Quant à la situation dans les cités, seule la petite-bourgeoisie radicalisée peut tenter de prétendre que c'est là une généralité, alors que cela se passe totalement aux marges de la société française et, qui plus est, avec une présence importante des mafias.
Voici un exemple de la réduction des masses populaires aux « cités » dans la prose du Nouveau Parti Anticapitaliste :
« Pour masquer sa responsabilité l’État et ses serviteurs politiciens stigmatisent les classes populaires et instrumentalisent un fait divers dramatique pour mener leur campagne sécuritaire, s’appuyant sur une mobilisation initiée par les syndicats de la police les plus à droite, dont Alliance et SGP-FO, et les gradés, avec la collaboration active des médias. Ledit malaise policier est mis en scène. »
Parler de mise en scène est littéralement aberrant, alors que tout le monde sait bien que les policiers sont dans une situation contradictoire à la base puisqu'ils sont censés servir la population, alors que la police est en réalité une institution de maintien de l'ordre bourgeois.
Lorsque la situation sociale devient explosive, les policiers et les policières se retrouvent dans une posture intenable.
Est-ce là remettre en cause l'analyse marxiste de l’État ? Pas du tout, puisque justement la police est une institution et non pas une classe sociale, une institution bourgeoise de par sa forme, mais utilisant une population non bourgeoise, le plus souvent, en son sein.
Une population non bourgeoise mais qui ne consiste pas en des mercenaires, comme peuvent l'être des assassins, des prostituées, des mafieux, etc. Ce sont des gens ayant une vie quotidienne insérée dans la vie des masses, mais dans une position schizophrène.
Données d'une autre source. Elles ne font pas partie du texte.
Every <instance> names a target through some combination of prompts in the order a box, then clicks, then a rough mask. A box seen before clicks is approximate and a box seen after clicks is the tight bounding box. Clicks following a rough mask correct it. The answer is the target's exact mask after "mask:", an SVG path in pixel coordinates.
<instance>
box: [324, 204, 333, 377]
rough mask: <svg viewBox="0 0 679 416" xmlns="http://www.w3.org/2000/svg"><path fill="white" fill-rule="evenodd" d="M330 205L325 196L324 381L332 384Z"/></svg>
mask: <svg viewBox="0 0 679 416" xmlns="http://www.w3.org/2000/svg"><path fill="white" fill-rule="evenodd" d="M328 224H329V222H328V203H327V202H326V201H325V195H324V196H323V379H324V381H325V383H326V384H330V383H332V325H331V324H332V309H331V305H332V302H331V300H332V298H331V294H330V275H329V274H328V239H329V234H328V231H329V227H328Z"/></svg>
Et s'ils assument un décalage anti-démocratique avec la population, voudront-ils réellement assumer un statut militaire au sein d'une institution frappant ouvertement le peuple ? On peut penser que non au moins pour une large partie.
La crise au sein de la police fait partie de la crise générale de notre société : les luttes de classes la traversent dans sa totalité. D'où la nécessité du matérialisme dialectique, du Parti d'avant-garde, capable de frayer la voie à la démocratie populaire.